This Document has limited distribution rights. It may not be distributed to the general public or shared beyond the employees of the licensee company. Upon the termination of an employee, whether voluntary or involuntary, access to this document must immediately cease. If the licensee company wishes to utilize this information in outward facing communications, please contact email@example.com.
Neuralytix is one of the leading industry analysts when it comes to storage. We live and breathe storage daily as part of our jobs. But the question remains, for the “average” IT person, is storage still too difficult to manage, and too confusing to understand?
First, it must be said that unlike other aspects of IT, storage has a unique place in IT infrastructure. It holds the data. Like a bank vault, if compromised, the whole bank is compromised – in the IT sense, data cannot be processed, which means that value cannot be created. The confidence in the enterprise is also compromised as being unreliable, not to mention the potentially personal information and corporate information that can be a source of competitive intelligence and advantage is also compromised.

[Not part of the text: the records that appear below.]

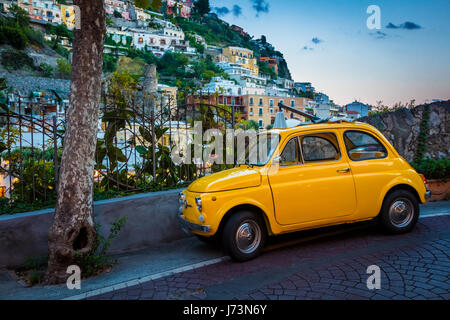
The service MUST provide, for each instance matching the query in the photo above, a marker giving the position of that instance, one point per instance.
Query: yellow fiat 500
(316, 175)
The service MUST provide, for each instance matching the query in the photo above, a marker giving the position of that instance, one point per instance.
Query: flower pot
(440, 189)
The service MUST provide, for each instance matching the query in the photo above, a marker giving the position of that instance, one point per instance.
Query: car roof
(323, 126)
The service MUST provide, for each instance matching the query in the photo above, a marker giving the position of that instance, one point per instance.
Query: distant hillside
(219, 33)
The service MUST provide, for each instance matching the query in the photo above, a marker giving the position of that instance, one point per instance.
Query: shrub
(46, 69)
(16, 60)
(64, 68)
(35, 37)
(14, 36)
(432, 168)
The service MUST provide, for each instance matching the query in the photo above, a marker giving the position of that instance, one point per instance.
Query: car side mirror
(276, 160)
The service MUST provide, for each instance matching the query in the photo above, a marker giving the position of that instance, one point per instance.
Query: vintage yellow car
(316, 175)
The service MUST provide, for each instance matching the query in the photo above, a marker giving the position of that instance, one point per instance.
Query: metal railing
(135, 139)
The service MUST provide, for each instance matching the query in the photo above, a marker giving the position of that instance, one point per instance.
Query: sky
(328, 43)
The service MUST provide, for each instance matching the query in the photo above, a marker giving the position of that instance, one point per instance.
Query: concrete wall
(151, 220)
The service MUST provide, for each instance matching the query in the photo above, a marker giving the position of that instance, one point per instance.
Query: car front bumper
(189, 226)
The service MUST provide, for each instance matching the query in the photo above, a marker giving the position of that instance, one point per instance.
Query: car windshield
(258, 149)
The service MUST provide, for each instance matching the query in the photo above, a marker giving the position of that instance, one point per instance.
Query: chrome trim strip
(192, 226)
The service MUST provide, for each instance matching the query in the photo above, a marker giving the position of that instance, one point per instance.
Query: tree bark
(73, 228)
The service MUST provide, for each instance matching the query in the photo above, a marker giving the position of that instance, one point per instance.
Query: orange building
(263, 109)
(271, 62)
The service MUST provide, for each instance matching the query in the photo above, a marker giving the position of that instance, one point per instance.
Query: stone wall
(27, 84)
(402, 128)
(151, 220)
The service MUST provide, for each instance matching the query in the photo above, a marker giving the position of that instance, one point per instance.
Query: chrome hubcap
(401, 212)
(248, 237)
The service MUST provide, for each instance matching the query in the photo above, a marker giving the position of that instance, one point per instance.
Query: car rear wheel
(244, 236)
(400, 212)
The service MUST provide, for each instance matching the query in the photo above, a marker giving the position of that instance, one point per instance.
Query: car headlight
(198, 202)
(181, 201)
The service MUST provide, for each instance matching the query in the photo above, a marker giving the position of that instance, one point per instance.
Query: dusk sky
(327, 42)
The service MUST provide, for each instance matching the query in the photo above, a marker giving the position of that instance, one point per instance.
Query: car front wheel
(244, 236)
(400, 212)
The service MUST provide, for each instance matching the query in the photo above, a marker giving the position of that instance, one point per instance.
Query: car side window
(320, 147)
(363, 146)
(291, 154)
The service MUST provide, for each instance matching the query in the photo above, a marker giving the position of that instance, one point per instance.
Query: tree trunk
(73, 228)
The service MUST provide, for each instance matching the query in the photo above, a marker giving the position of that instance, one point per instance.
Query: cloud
(408, 25)
(237, 10)
(379, 35)
(260, 6)
(221, 11)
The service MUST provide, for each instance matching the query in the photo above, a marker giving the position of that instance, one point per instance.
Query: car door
(313, 181)
(372, 167)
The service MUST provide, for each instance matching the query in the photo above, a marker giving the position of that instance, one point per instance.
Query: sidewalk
(145, 265)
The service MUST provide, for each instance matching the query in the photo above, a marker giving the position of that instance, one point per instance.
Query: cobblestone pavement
(413, 266)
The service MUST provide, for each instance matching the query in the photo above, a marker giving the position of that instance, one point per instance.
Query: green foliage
(109, 63)
(62, 51)
(432, 168)
(60, 30)
(193, 43)
(20, 16)
(156, 5)
(264, 69)
(135, 67)
(148, 57)
(202, 7)
(142, 3)
(423, 134)
(46, 69)
(15, 60)
(64, 68)
(14, 36)
(97, 260)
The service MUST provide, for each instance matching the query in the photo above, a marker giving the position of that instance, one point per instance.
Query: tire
(400, 212)
(244, 236)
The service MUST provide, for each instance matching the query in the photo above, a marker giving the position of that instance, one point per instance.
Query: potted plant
(437, 172)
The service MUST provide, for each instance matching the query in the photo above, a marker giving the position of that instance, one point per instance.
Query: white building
(44, 10)
(222, 86)
(277, 91)
(159, 43)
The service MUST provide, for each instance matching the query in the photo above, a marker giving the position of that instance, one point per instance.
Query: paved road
(327, 265)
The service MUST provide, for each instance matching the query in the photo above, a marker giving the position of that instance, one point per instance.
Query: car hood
(237, 178)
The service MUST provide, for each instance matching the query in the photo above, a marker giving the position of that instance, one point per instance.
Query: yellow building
(68, 16)
(243, 57)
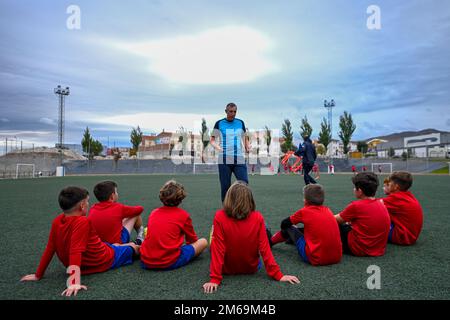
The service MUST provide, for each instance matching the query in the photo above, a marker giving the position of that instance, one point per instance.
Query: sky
(168, 64)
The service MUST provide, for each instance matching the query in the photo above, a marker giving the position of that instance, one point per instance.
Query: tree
(288, 136)
(320, 149)
(306, 129)
(90, 146)
(391, 152)
(96, 148)
(183, 136)
(325, 133)
(86, 142)
(267, 138)
(205, 138)
(347, 128)
(362, 146)
(136, 139)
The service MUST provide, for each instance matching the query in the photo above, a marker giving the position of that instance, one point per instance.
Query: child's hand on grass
(73, 289)
(29, 277)
(210, 287)
(290, 279)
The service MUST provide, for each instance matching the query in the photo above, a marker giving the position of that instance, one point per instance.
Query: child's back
(107, 217)
(166, 231)
(240, 243)
(370, 227)
(323, 242)
(112, 220)
(75, 234)
(406, 215)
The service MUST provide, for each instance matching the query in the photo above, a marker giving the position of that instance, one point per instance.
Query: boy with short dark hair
(77, 245)
(112, 220)
(404, 209)
(365, 223)
(167, 228)
(319, 242)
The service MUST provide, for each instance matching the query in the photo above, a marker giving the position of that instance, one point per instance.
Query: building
(165, 145)
(426, 143)
(74, 147)
(335, 148)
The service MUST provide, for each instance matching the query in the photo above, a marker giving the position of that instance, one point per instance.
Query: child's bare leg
(128, 223)
(132, 223)
(199, 246)
(135, 247)
(136, 224)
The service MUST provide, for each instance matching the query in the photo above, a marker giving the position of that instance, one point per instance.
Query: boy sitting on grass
(112, 220)
(167, 228)
(404, 209)
(319, 242)
(239, 239)
(77, 245)
(365, 223)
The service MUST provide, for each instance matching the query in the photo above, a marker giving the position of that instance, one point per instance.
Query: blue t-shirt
(231, 136)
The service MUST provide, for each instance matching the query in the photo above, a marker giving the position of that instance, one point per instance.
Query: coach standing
(307, 150)
(231, 133)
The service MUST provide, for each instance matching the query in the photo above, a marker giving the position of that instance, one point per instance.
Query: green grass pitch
(417, 272)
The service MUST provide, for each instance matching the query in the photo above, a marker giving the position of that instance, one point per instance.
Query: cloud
(47, 121)
(224, 55)
(157, 121)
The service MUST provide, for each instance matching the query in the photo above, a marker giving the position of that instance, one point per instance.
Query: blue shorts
(123, 255)
(187, 255)
(301, 245)
(124, 235)
(391, 231)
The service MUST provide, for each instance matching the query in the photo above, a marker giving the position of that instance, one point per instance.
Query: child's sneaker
(269, 236)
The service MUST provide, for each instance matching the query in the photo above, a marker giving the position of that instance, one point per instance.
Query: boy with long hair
(404, 209)
(239, 238)
(319, 242)
(364, 224)
(168, 227)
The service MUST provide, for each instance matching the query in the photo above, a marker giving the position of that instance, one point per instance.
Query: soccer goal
(199, 168)
(25, 170)
(385, 167)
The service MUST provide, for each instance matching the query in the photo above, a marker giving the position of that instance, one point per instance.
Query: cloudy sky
(165, 64)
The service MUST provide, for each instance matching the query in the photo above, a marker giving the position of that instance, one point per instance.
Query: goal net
(385, 167)
(25, 170)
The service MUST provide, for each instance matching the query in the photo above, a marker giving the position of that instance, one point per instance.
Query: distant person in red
(404, 209)
(112, 220)
(386, 186)
(77, 245)
(316, 171)
(164, 247)
(365, 223)
(331, 169)
(239, 239)
(319, 242)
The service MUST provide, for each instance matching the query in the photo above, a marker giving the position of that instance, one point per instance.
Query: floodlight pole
(61, 95)
(329, 106)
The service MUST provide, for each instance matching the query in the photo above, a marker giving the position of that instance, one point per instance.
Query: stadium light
(329, 106)
(61, 93)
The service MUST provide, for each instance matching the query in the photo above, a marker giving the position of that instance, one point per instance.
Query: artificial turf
(416, 272)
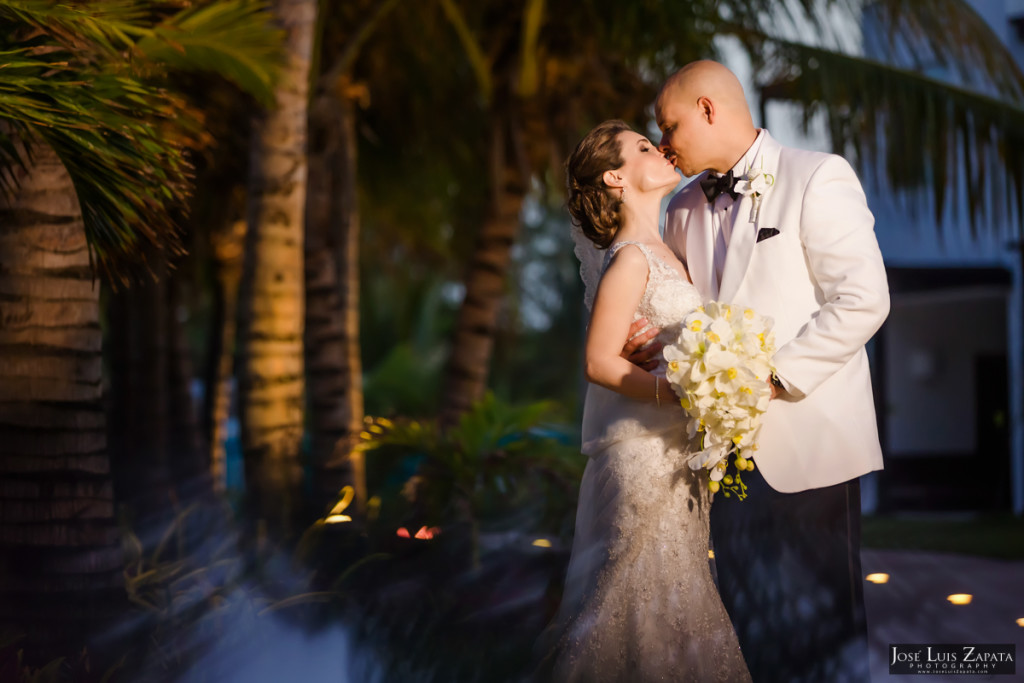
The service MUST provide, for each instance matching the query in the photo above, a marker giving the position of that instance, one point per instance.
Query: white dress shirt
(722, 223)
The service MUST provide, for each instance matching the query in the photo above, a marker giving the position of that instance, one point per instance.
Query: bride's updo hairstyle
(593, 208)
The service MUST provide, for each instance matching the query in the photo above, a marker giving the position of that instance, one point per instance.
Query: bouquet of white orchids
(719, 367)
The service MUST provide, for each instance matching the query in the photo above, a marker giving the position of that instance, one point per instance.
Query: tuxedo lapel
(744, 231)
(700, 251)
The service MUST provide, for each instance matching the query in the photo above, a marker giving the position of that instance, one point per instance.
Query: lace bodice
(668, 299)
(639, 604)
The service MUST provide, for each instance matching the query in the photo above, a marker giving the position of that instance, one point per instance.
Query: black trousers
(788, 571)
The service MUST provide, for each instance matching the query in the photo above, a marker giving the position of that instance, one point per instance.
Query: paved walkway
(911, 607)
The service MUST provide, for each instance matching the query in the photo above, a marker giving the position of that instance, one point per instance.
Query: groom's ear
(707, 109)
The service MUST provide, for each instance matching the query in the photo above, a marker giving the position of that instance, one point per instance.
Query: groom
(802, 251)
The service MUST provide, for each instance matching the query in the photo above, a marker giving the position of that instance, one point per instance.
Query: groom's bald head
(704, 117)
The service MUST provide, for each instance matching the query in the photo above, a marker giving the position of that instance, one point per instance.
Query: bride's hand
(636, 352)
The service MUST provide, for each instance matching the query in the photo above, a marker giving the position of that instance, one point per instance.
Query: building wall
(932, 341)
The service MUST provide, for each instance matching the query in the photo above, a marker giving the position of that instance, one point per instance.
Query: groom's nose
(664, 147)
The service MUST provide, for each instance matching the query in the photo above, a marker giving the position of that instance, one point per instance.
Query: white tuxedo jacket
(821, 279)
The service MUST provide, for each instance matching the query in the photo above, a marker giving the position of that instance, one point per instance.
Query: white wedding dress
(639, 602)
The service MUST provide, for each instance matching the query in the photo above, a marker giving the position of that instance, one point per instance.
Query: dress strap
(613, 249)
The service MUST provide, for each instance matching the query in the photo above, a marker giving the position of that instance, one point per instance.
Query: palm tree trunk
(60, 562)
(333, 359)
(227, 248)
(271, 290)
(466, 375)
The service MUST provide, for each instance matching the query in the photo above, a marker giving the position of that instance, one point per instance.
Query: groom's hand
(636, 352)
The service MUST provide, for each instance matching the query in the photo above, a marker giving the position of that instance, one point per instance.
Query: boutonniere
(755, 183)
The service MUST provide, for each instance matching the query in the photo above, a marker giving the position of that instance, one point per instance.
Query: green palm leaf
(232, 38)
(921, 133)
(123, 134)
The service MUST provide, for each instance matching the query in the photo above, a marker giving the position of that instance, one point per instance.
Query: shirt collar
(751, 158)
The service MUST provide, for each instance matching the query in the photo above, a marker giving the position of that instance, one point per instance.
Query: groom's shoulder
(809, 161)
(689, 197)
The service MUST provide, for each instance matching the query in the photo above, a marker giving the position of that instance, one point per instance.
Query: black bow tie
(713, 185)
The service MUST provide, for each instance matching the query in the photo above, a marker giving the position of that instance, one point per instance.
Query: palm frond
(107, 27)
(124, 144)
(922, 134)
(235, 39)
(122, 133)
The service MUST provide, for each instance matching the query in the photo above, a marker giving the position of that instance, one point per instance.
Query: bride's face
(644, 168)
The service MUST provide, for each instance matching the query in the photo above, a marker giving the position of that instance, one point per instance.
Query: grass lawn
(986, 535)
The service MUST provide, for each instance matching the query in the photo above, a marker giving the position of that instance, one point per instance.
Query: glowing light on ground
(335, 516)
(424, 534)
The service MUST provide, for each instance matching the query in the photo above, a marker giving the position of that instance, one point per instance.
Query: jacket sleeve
(837, 229)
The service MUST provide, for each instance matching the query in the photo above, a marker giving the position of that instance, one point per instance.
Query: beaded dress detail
(639, 602)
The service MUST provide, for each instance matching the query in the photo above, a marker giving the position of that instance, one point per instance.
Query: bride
(639, 602)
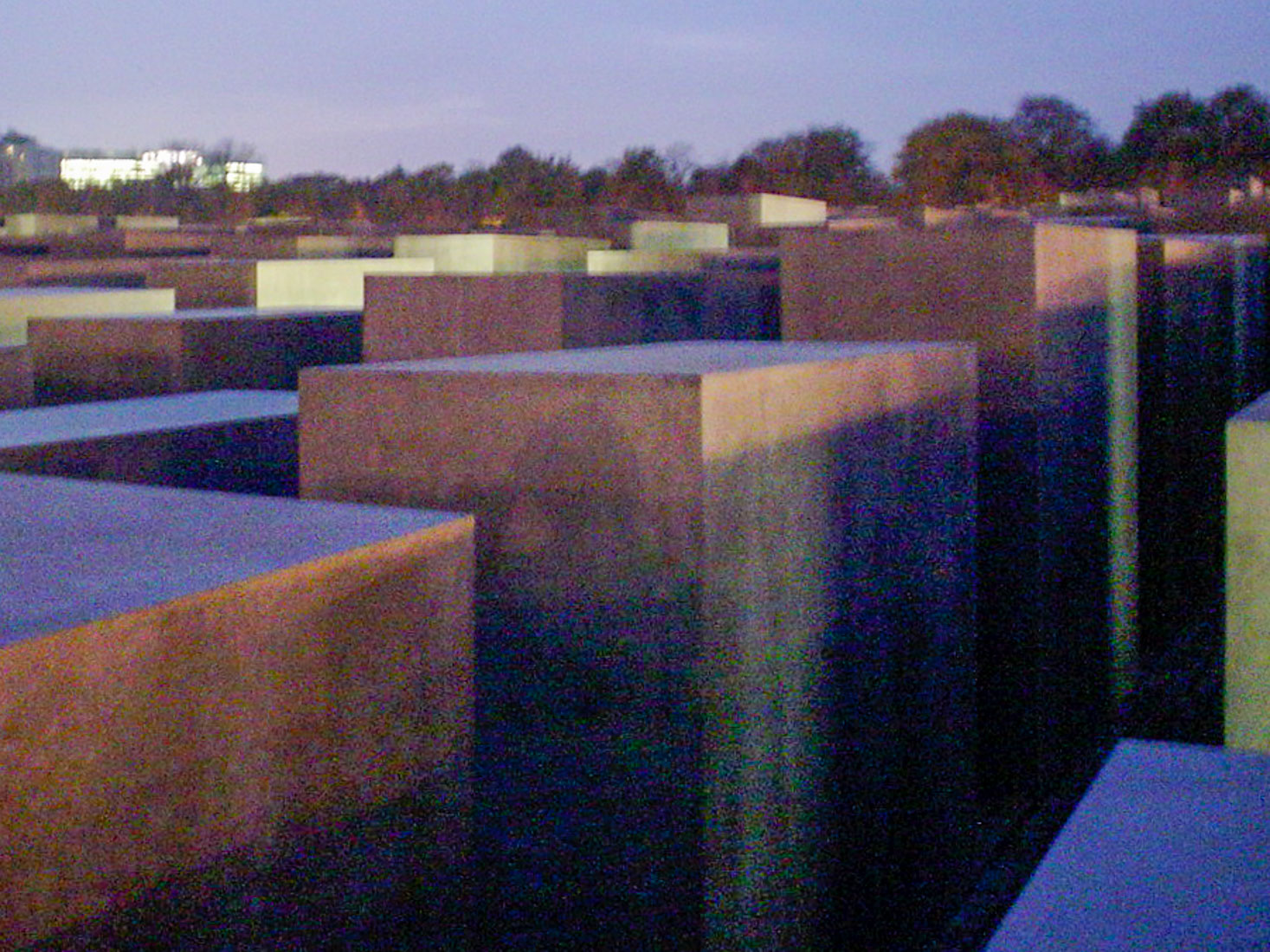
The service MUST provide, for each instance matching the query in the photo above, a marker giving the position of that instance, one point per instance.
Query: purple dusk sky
(359, 87)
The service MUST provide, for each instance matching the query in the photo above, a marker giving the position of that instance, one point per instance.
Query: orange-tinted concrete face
(465, 316)
(409, 318)
(16, 377)
(159, 713)
(682, 552)
(977, 286)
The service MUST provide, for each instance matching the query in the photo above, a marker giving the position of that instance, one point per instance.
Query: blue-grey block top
(686, 358)
(1169, 849)
(74, 552)
(71, 423)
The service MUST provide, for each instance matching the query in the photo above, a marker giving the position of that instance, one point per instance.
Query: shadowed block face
(19, 305)
(698, 563)
(16, 377)
(1053, 312)
(184, 674)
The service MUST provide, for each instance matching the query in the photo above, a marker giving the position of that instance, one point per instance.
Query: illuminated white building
(106, 171)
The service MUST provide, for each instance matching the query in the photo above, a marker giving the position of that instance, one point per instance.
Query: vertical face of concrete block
(16, 377)
(185, 676)
(328, 282)
(19, 305)
(448, 315)
(204, 283)
(641, 261)
(769, 211)
(1190, 340)
(1247, 568)
(699, 566)
(1087, 305)
(1053, 312)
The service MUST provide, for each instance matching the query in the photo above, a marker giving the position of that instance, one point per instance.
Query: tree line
(1047, 146)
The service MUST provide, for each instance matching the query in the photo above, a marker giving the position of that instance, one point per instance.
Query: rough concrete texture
(1247, 595)
(1053, 314)
(648, 235)
(89, 358)
(230, 441)
(718, 584)
(460, 316)
(19, 305)
(1202, 343)
(16, 377)
(204, 282)
(498, 254)
(1167, 849)
(188, 676)
(326, 282)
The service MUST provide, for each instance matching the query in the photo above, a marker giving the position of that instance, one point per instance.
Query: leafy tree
(1239, 132)
(828, 163)
(964, 159)
(1167, 141)
(1060, 143)
(643, 179)
(524, 182)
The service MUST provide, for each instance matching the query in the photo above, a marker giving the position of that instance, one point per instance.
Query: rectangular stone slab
(19, 305)
(718, 584)
(185, 676)
(233, 441)
(16, 377)
(464, 315)
(1202, 344)
(1167, 849)
(333, 282)
(1053, 314)
(498, 254)
(87, 358)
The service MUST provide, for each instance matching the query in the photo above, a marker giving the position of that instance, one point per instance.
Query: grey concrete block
(87, 358)
(460, 316)
(1167, 849)
(718, 584)
(190, 676)
(1053, 312)
(16, 377)
(230, 441)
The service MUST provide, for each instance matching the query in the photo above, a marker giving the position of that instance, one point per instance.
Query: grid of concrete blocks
(657, 597)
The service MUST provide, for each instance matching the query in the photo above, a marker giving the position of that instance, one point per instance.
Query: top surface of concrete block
(41, 426)
(74, 552)
(1258, 411)
(231, 314)
(687, 358)
(1169, 849)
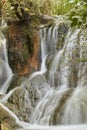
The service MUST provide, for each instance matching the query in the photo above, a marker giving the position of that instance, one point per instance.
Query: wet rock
(23, 48)
(37, 88)
(20, 104)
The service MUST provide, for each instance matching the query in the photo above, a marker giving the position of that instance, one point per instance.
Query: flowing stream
(60, 91)
(5, 70)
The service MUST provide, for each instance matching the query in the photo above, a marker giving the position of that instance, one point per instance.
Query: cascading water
(5, 70)
(58, 96)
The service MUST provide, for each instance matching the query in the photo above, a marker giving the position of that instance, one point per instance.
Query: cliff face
(23, 48)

At Neuralytix, we think that storage is the center of the IT universe, and all other infrastructure components rotating around storage! Compute nodes can be swapped out without damage to the data, so too can networks. Environmentals such as power and cooling can also be exchanged without damage or loss to the data. With redundant components in compute and network resources, data can be served to other computers and switches to minimize the impact of CPU, memory, or network outages.
But storage must be steadfast.
Storage must also be performant. The performance of the storage subsystem can affect the performance of the entire network, as well as the ability for applications to run optimally. Today, the capabilities of CPUs far outperform the capabilities of storage and storage networking to deliver data to them. Technologies such as PCIe, 100Gbps Ethernet, and flash storage help, but ultimately the storage subsystem must be regularly tuned to ensure that it is operating optimally.
To that end, there are multiple considerations for the “average” IT administrator:
- Data durability;
- Data locality;
- Media type; and
- Data reduction.
By no means is this list exhaustive, but they bring to the fore aspects relating to storage that an IT administrator, without years of experience in storage administration may find difficult and confusing.
The most basic question is how to protect the data. Today, there are a multitude of choices, including replication, mirroring, RAID 5/6, and erasure coding, to name a few. Each of them have benefits and challenges. The question for the admin is how much is data performance worth versus data resilience! In most situations, these are conflicting parameters. Finance wants to spend the least amount of money, while the business wants the highest performance. So, which of the approaches is best? What tradeoffs must be made? These decisions are often left to IT, and blamed on IT if there are cost overruns or lower than anticipated performance! This puts IT in a no win situation.
Perhaps one of the simplest way of protecting data, is to copy it one or more times. However, this is costly in terms of infrastructure, and time. Copying 1PB of data at 100Gbps will take almost 3 years! (Even at 1Tbps, the copy would take over 3 months) And, that’s just the first replica, then it has to catch up. Assuming $1,000 per TB, that’s over $1 million in investment per copy.
Mirroring has the same cost as replication, except that the copy is done synchronously, and as such there is no catching up, or initial copying, so that time is saved.
RAID 5/6 has the benefit of lower cost, but at some penalty to performance. RAID 5/6 will reduce performance by roughly 33% depending on the number of drives in the mix, but it can certainly reduce cost dramatically. In many cases, it can reduce cost by almost 50% since there is only one or two parity drives extra.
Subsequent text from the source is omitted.